Aims Malignant transformation results in overexpression of choline-kinase (CHK) and altered choline metabolism, which is potentially detectable by immunohistochemistry (IHC). We investigated the utility of CHK-alpha (CHKA) IHC as a complement to current diagnostic investigation of prostate cancer by analysing expression patterns in normal (no evidence of malignancy) and malignant human prostate tissue samples.

Methods As an initial validation, paraffin-embedded prostatectomy specimen blocks with both normal and malignant prostate tissue were analysed for CHKA protein and mRNA expression by western blot and quantitative reverse transcriptase PCR (qRT-PCR), respectively. Subsequently, 100 paraffin-embedded malignant prostate tumour and 25 normal prostate cores were stained for both Ki67 (labelling-index: LI) and CHKA expression.

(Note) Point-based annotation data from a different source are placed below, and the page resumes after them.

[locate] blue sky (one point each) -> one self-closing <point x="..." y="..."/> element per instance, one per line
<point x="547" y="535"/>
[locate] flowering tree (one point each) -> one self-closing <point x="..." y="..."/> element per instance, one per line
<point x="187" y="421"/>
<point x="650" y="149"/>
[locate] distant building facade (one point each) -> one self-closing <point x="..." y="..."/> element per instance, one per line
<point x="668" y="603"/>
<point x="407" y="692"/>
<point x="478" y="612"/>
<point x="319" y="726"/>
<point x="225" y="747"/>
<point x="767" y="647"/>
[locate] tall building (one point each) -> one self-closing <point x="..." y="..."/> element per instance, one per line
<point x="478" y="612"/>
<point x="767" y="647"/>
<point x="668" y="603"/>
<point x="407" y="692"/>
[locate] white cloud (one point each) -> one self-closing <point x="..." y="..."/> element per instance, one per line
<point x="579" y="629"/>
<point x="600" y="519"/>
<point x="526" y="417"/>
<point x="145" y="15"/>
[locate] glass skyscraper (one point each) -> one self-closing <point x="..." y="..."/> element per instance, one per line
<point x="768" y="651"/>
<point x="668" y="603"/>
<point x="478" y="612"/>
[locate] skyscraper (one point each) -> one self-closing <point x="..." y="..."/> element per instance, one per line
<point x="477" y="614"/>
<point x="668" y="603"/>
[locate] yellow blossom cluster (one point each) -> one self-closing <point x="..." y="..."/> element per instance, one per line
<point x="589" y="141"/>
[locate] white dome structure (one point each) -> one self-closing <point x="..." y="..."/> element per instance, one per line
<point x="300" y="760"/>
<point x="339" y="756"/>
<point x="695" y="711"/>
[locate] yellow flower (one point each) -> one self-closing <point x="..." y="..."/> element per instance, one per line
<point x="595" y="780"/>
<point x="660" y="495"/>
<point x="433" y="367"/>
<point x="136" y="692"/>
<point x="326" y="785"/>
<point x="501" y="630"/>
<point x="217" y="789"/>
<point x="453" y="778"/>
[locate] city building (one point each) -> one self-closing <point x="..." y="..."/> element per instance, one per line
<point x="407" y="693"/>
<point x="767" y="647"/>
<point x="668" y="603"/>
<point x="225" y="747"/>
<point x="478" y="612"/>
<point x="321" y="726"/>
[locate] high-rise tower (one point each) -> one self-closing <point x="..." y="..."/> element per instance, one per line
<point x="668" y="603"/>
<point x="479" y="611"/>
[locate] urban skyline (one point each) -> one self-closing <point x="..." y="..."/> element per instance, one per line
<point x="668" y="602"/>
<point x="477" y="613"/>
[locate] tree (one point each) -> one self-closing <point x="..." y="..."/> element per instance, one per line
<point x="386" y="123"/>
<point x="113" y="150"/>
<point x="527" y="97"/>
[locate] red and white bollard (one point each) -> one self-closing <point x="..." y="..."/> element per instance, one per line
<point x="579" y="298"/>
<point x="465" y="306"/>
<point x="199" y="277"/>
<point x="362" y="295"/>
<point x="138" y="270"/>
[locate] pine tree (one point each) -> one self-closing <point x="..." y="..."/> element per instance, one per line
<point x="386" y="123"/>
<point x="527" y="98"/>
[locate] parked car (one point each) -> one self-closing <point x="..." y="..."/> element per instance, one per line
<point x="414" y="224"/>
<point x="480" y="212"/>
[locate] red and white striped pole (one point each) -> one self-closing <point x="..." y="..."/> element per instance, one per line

Results The validity of CHKA-antibody was verified using CHKA-transfected cells and siRNA knockdown. Immunoblotting of tissues showed good resolution of CHKA protein in malignant prostate, verifying use of the antibody for IHC. There was minimal qRT-PCR detectable CHKA mRNA in normal tissue, and conversely high expression in malignant prostate tissues. IHC of normal prostate cores showed mild (intensity) CHKA expression in only 28% (7/25) of samples with no Ki67 expression. In contrast, CHKA was expressed in all malignant prostate cores along with characteristically low proliferation (median 2% Ki67-LI; range 1–17%). Stratification of survival according to CHK intensity showed a trend towards lower progression-free survival with CHK score of 3.

Conclusions Increased expression of CHKA, detectable by IHC, is seen in malignant lesions. This relatively simple cost-effective technique (IHC) could complement current diagnostic procedures for prostate cancer and, therefore, warrants further investigation.